As GAO reported in its February 2013 High Risk update, agencies must integrate strategic human capital planning with broader organizational strategic planning to develop the talent, skill, and experience mix required to cost- effectively execute mission and program goals. Most critical to the strategic human capital plan is the workforce planning that informs it.
Workforce planning has become so increasingly complex in the Federal Government, however, that it’s scarier than Freddy Kruger reading you a bedtime story. Why is it complex?
- Invasion of the Boomer Snatchers: 31 percent of Feds will be eligible to retire by 2017, taking with them vast institutional knowledge, networks, and technical expertise. Experts have been expecting the retirement wave since 2012, but both a downgrade in economic circumstances and an upgrade in physical well-being have led to many Boomers working longer than they had initially planned. Once their boomerang children finally move out and their portfolios recover from The Great Recession, however, boomers are going to want to spend their time enjoying their retirement. A mass exodus is very difficult challenge in workforce planning. Including Phased Retirement programs as part of your workforce plan may be your secret weapon in combatting the brain drain.
- The Skills Changeling: The skills needed in Government are changing. The GAO reports “an increase in employment from 2004 to 2012 occurred within occupational categories that require higher skill and educational levels.” This trend is expected to continue as demand for professional occupations (e.g., doctors and scientists) and administrative occupations (e.g., financial and program managers) increases. Add to that cyber and the face of the Federal workforce is changing more quickly than ever before. HR professionals must not only account for the change in the workforce plan, but also consider how recruiting and retention needs may change.

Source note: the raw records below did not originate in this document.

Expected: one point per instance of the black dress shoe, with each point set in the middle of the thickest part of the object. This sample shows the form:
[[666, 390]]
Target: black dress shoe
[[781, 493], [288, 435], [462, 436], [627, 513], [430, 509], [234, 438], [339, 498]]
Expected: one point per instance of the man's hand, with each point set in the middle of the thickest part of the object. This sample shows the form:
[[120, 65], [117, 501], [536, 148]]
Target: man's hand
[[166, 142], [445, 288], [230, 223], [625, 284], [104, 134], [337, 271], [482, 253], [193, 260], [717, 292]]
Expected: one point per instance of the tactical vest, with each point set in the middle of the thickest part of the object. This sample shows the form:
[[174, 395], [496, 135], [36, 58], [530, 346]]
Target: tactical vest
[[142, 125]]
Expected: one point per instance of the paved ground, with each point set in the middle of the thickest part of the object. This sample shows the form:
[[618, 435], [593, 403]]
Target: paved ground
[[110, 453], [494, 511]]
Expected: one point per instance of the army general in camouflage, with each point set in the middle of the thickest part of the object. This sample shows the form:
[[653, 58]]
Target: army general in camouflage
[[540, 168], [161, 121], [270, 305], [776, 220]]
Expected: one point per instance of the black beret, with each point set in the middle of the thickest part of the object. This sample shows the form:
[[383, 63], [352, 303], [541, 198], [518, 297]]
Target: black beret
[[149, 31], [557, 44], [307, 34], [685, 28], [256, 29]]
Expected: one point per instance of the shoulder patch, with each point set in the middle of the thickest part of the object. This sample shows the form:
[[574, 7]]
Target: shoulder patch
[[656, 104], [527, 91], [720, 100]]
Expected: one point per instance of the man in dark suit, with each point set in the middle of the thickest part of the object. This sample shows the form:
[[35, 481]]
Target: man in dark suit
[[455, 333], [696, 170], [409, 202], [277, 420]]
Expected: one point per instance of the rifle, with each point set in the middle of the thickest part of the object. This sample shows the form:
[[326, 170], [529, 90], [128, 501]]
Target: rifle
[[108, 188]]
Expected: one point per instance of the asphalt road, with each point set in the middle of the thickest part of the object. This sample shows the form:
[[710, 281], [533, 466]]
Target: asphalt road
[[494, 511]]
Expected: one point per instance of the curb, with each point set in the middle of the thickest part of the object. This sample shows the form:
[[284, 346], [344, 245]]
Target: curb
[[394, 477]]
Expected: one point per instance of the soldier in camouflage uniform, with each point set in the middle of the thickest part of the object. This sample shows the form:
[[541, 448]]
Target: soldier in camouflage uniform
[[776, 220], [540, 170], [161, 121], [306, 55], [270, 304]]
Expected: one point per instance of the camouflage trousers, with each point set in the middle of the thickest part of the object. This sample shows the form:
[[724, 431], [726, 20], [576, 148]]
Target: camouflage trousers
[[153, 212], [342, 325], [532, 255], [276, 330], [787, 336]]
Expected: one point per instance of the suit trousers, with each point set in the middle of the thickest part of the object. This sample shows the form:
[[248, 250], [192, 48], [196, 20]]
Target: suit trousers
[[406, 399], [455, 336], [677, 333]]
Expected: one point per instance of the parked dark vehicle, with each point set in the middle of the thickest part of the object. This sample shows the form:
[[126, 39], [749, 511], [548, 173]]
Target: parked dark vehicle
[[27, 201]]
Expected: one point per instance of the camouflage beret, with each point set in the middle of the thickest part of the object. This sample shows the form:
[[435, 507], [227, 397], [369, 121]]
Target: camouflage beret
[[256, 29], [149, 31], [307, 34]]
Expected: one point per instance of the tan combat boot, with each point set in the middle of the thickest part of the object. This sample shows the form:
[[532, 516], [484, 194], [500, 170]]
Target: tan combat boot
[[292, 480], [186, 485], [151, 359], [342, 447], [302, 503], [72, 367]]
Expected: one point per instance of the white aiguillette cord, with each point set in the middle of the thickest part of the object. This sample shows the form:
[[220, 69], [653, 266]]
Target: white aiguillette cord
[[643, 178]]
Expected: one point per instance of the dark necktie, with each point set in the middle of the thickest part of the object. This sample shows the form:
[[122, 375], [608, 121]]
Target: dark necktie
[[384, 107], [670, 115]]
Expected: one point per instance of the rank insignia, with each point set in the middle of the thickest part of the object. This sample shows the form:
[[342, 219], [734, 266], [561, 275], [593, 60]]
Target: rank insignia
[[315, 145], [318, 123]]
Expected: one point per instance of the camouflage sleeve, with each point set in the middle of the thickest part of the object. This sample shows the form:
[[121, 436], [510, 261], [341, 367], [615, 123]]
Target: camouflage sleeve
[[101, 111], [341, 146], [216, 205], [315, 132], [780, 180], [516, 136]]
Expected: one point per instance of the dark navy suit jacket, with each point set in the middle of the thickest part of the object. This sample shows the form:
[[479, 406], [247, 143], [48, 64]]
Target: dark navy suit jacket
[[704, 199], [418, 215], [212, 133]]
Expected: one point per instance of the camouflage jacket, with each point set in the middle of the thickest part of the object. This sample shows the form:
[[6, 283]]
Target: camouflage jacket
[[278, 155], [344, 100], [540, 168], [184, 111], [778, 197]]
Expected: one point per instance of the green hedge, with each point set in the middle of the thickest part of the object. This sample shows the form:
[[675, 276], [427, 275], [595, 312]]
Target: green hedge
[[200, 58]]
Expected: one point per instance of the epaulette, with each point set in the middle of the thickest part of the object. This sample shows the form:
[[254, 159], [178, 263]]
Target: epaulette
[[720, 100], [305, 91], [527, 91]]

- Pennywise: The private sector has not been clowning around with salary increases and the Federal Government has not been keeping up, increasing the war for talent. According to Mercer’s 2014/2015 US Compensation Planning Survey, the average raise in base pay is expected to be 3.0% in 2015, up slightly from 2.9% in 2014, 2.8% in 2013 and 2.7% in 2012. According to the GAO, “Spending on total government-wide compensation for each full-time equivalent (FTE) position grew by an average of 1.2 percent per year… In terms of employee pay per FTE, spending rose at an average annual rate of 1 percent per year.” Certainly, civil servants aren’t in it for the money, but total rewards matter. More than ever managers need to find non-monetary ways to motivate and reward employees.
- The Incredible Shrinking Government: Government has had to do more with less for some time now and that trend will continue. BLS projects that the size of the Federal workforce will drop by another 13 percent over the next nine years. The United States population, however, is expected to continue to increase at about 0.77% a year, which is about 9% over the next nine years. The Federal Government will have fewer employees servicing more customers. This makes it imperative that HR has a workforce plan that has the right skills and the right mix of employees to maximize efficiency.
- Child’s Play: The millennials aren’t children anymore and have their own unique generational identity. Millennials like Government work and value service, but they also thrive on change and are not likely to stay in the same position long, only an average of 3.8 years. Moreover, only 34 percent reported that they have opportunities to advance in Government. Human resources leaders need to present career paths to Millennials so they see the opportunity to have diverse work experience without leaving the Federal Government. According to a multitude of studies including PwC’s NextGen Study, millennials also value work-life fit differently than previous generations, which may require coaching to help them achieve their work-life goals. Human resources leaders need to adjust programs and policies to meet millennial’s needs or face high turnover, higher recruiting costs, and a less effective workforce.
So, given all these scary statistics, what’s an HR leader to do? The trick (or treat) is not to respond to every little fright. It’s all about having a plan. Your plan must:
- Integrate with your agency’s overall strategic plan
- Consider your agency’s constraints such as regulatory, budget, and technology
- Identify the critical skills and competencies required both now and in the future
- Incorporate talent management to address gaps in skills and competencies
- Include organization development from culture change to structural changes if needed to address changing workforce requirements as well as the changing needs of the people who make up the workforce
- Align all aspects of the Federal Human Capital Lifecycle from recruiting to rewards
- Include both leading and lagging measures to evaluate the success of the plan
- And, finally, have executive buy-in
Workforce planning isn’t so scary, after all! How is your organization preparing for the changing workforce planning environment?
Wishing you and your family a Happy Halloween and a wonderful Dia de los Muertos!